Tout à coup, un bruit formidable retentit dans le couloir voûté qui conduisait à la rue. La porte, attaquée à coups de poutres, résonnait comme un tambourin énorme de jeu de paume. Cencius fronça les sourcils ; il se sentait tâté au point faible de la cuirasse. Mais, au quatrième ébranlement succédèrent des hurlemens de douleur et le front du baron se rasséréna.
— C’est la riposte de mes archers, dit-il. Cent coups d’épingle pour un coup de poutre. Excellente pelote, que la poitrine et le dos de ces rustres !
Au dehors, en face de la porte, une poignée d’artisans et de bouviers, inondés de sang, s’étaient repliés sur le gros de la foule. Les autres lâchèrent leurs machines de guerre et reculèrent. Les frondes reprirent de plus belle contre les meurtrières et les terrasses. Les archers s’effacèrent prudemment à l’abri de la muraille ou des créneaux. Le peuple, croyant à leur retraite, se rua vers les engins qu’il venait d’abandonner sur le sol ensanglanté et battit la porte en grande hâte, avec une fureur fébrile. Une nuée de flèches lui répondit pour la seconde fois. Les Romains tinrent bon pendant quelques minutes, mais déjà morts et blessés couvraient la terre. Le peuple se retira de nouveau, laissant la rue vide. On n’entendait plus, dans la foule, qu’un murmure d’angoisse, et çà et là, au pied de la forteresse maudite, la plainte d’agonie de quelques mourans.
Cencius reparut alors seul sur la plate-forme de sa tour. Le peuple le regardait avec un effroi superstitieux. Cet homme, qui se jouait ainsi de Dieu même, avait certainement conclu un pacte avec Satan. Le baron cherchait anxieusement sur Rome, de château en château, quelque signal annonçant du renfort, une bannière amie hissée au sommet d’un donjon. Mais, du Capitole au Champ de Mars, du Janicule au Colisée, il ne vit rien qui pût encourager son espoir.

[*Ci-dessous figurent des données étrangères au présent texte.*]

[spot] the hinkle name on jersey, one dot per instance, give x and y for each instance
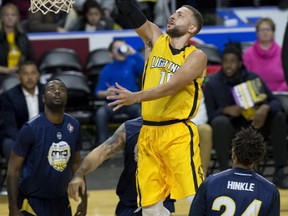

— Ces va-nu-pieds leur font donc peur ! murmurait-il. Les voilà qui me trahissent. Ils ne sont braves, les nobles de Rome, que contre les vieux prêtres chauves du sacré-collège. Demain, si ces coquins délivrent leur pape, ils baiseront la bague de Grégoire et me pendront, moi, à la potence de ce pauvre diable de Crescentius. À moins qu’on ne vienne de là-bas à mon secours…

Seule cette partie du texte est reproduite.